Western food a few years ago in Tianjin was either expensive and of good quality, which meant it was out of reach for many on a day to day basis, or on the other extreme you could grab a hanbao (hamburger) on the cheap at one of the few Western style restaurants, if you were on a budget and willing to brave food poisoning, this was THE option for many of us.
Since then the cafés and restaurants that offer good Western food (and coffee) at reasonable prices has grown considerably. One can get lost among the Western style coffee shops in AoCheng that all have at least a satisfactory sandwich on the menu. Hexi and Nankai districts have their share of not-so-hidden gems like Ganggang, a great spot that combines an import grocery with an excellent eatery on the second floor that makes for a great one-stop-shop. If you like Eastern, non-Chinese food there a few Indian restaurants that have excellent food that my Indian and Pakistani friends frequent, like Golden Fork which is across from Tianjin Medical University.

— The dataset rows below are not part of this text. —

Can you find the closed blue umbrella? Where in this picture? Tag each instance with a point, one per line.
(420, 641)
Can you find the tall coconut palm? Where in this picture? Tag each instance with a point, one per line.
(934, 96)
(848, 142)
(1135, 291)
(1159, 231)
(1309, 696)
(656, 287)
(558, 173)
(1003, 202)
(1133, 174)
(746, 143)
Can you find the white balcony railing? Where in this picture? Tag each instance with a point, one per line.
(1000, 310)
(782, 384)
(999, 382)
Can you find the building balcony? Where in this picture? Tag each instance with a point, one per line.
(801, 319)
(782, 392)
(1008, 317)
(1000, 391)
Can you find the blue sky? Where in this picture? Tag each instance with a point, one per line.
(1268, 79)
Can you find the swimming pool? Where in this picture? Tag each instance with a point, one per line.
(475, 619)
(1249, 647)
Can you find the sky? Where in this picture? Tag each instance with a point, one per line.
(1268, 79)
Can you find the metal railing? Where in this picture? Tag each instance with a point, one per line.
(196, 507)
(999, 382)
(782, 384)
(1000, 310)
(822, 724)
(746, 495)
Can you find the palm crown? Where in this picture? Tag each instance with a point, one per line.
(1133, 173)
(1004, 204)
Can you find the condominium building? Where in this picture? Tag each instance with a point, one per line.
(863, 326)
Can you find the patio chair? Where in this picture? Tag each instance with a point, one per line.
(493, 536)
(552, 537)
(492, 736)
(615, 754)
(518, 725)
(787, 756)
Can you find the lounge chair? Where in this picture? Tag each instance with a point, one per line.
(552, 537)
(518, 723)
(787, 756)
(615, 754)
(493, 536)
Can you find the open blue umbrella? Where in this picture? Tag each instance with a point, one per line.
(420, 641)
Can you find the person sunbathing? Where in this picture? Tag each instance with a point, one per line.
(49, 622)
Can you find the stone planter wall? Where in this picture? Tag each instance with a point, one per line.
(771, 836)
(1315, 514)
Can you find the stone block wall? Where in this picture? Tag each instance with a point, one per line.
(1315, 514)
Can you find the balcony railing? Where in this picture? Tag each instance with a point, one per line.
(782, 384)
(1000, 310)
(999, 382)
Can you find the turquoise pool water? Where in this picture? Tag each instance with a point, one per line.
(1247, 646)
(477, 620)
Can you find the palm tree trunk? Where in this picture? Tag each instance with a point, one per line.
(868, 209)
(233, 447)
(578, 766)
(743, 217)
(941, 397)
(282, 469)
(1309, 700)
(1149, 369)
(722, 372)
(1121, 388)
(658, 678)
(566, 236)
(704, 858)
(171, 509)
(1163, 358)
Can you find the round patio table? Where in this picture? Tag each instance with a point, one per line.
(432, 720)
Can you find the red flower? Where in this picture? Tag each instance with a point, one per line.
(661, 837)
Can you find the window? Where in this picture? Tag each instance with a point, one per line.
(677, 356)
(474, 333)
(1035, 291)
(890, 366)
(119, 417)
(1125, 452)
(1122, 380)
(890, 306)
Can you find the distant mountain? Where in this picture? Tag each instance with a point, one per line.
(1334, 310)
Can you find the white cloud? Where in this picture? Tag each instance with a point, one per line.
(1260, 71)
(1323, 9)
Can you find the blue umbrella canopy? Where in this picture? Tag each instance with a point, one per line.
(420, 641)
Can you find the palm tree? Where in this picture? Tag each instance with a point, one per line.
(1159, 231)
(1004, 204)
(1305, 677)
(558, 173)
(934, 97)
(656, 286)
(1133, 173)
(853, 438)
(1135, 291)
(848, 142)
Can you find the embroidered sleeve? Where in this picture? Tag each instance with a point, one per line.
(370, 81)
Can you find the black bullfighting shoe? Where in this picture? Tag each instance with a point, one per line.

It used to be the case that the number of restaurants offering a good burger or pizza could fit on one hand. That has changed in the recent past. While we may still be within a two-hand count, the progress is much appreciated by this laowai. It no longer feels like a Western food desert. Of course the more you are willing to spend, the greater your number of choices but the expansion of restaurants that are still within reach of the significant student population of the city is exciting.
Of course sprinkled throughout the many fusion or mainly Chinese restaurants, one can always grab an Italian Noodle dish (意大利面) but I would steer clear of these if you want something more authentic. These dishes are 'Italian' in name only. However, if you or a dining companion just can't stomach the local flavor it's a safety dish.
While Tianjin still lags behind Beijing in affordable foreign options, we are still enjoying a food scene miles ahead of what it used to be and most of the old favorites are still around. As more Irish Pubs, Texas BBQ's, and authentic Italian restaurants grow, Tianjin starts to feel more comfortable. It will never feel exactly like home, but that's ok. To expect the same food scene on the other side of the world in a developing country is probably asking too much anyway. For now I am happy to sit back and watch the development of our own corner of China and how Tianjin will continue to satiate the occasional craving for a taste of home from the expat community.